Ich habe nirgendwo eine Möglichkeit dazu gefunden ?
Dabei ist das die wichtigste Funktion, wenn ich den IMBA build fertig habe, ausdrucken, neben den PC legen,lesen, und WoW einloggen und umskillen ^^


----------



## Biebre (22. April 2009)

Wie wäre es mit Screenshots? 


			Dieser Inhalt steht nur eingeloggten Mitgliedern zur Verfügung.


----------



## Caros (22. April 2009)

Ganz schlau ....
Schon mal so einen Screenshot ausgedruckt ? Sicher noch nie.
Schwarz-grauer Brei, kaum zu erkennen.
Die Frage ist doch, warum kann ich bei den meisten anderen Blizz, Wowhead usw websites alles toll ausdrucken, und hier nicht ?
Eine Mangelbehebung durch "Gebastel" hilft keinem, daher war meine Frage durchaus berechtigt.
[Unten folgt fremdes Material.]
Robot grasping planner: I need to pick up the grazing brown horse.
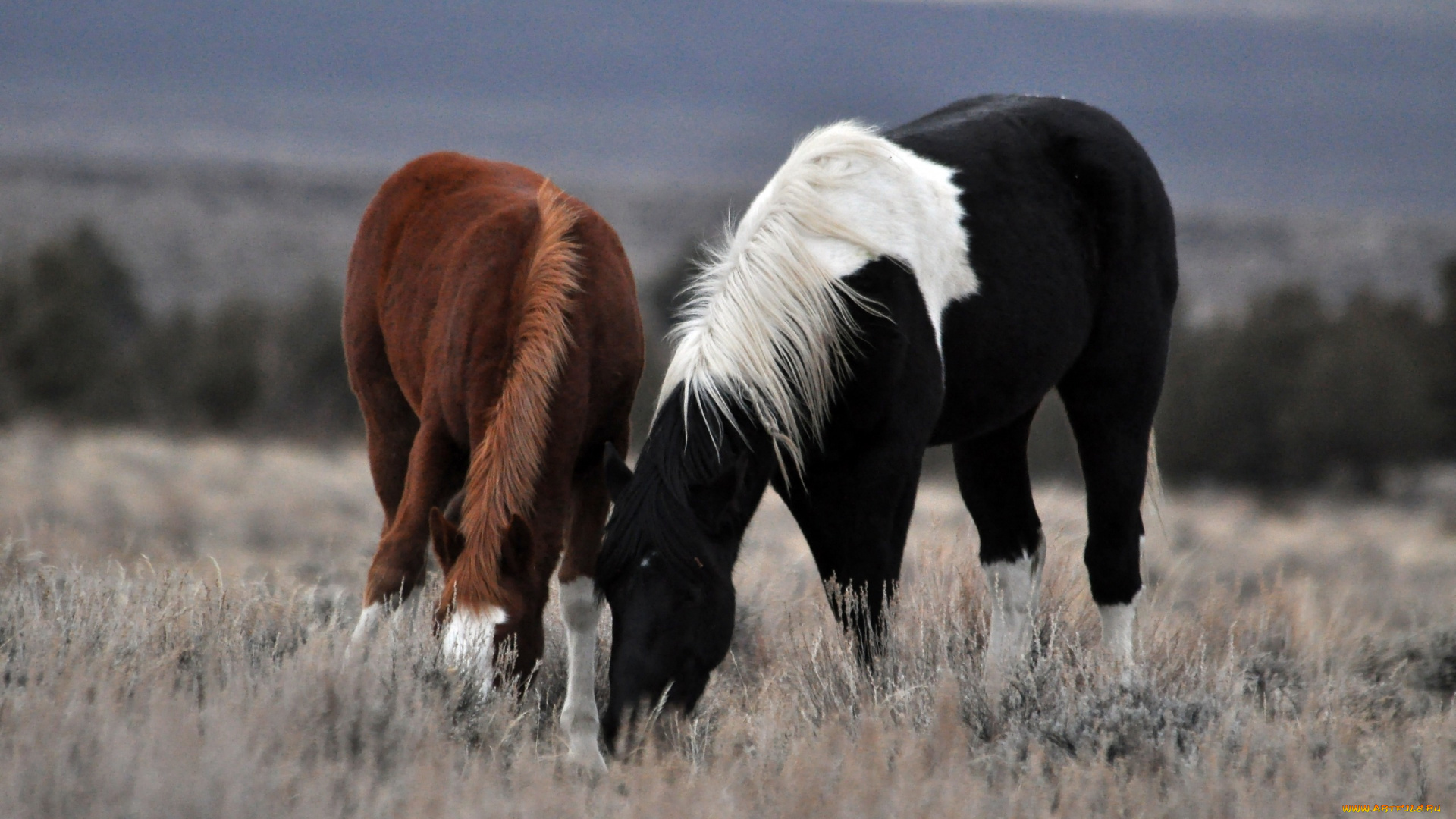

			Dieser Inhalt steht nur eingeloggten Mitgliedern zur Verfügung.


----------



## Skatero (22. April 2009)

Kannst du nicht einfach zwischen den Fenstern hin und her wechseln?


----------



## Caros (23. April 2009)

Klar, so mach ich das jetzt, wenn ich bei Buffed plane - ist aber trotzdem mega - blöde.
Generell versuche ich nicht Wirkung zu beheben (drum rum zu arbeiten> Fenster switchen etc.), sondern Ursachen zu finden und zu beheben ( > blöde programmiert ...).
Da aber viele nach dem Peter Prinzip arbeiten, gebe ich solche Hinweise bald auf - die Userdaten von Buffed werden das regeln, was ich am Ende schade finden würde, denn Buffed ist derzeit noch eine tolle und gute Institution in Sachen WoW - jedoch scheinen mir da viele Leute schlicht überfordert......


----------